僕もこちらが専門ではないので細かい数値は把握しておりませんが、
僕と同じようなレベルで産業廃棄物及びその処分方法などに問題があるのは、誰でも知っている周知に事実だと思うのです。
車の場合は完全なリサイクルが可能になりました。
ところが住宅産業の場合、この分野が殆ど手付かずと言うのが現状なのです。
これは業界の体制の違いというところにも起因していると思います。
自動車産業は大手メーカー数社によって構成されています。
その数社が率先して取り組めば業界全体ということになりますが、住宅業界はそういうわけには行きません。

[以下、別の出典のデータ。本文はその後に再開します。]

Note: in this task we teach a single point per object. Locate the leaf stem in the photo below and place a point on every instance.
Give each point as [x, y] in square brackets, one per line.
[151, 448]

大手メーカーさんの占める割合はそれほど大きくなく、中小のビルダー、工務店から建築屋さん、設計事務所など・・・
その数、体系は無数になってきます。
しかし、次の世代に『負の遺産』を残さないと言うのは、我々が真剣に取り組むべき課題で、そういう意味では、お客様も当然同じ責務があると思います。
これまで普通に使われてきた「アスベスト」などは今になって「とんでもない」という位置づけになりました。
実際にアスベストを処分する時には、細かい提出資料の他に多額の費用を払って処分します。
2020年以降は、現在なにも考えずに建ててしまった、建てようとして見える方が、同じ扱いになってしまうのではないかという懸念もあります。
もうそろそろ、他人任せではなく自分の家のことは自分で心配するという意識が定着してもいいのではないかと思います。
本当のエコとはランニングコストが安いとか初期投資が少なく済むとかではなく、『負の遺産』を残さないと言うことではないかと思います。
今我々が考えずに誰が考えるのか?
弊社ではその辺りを切に訴えかけております。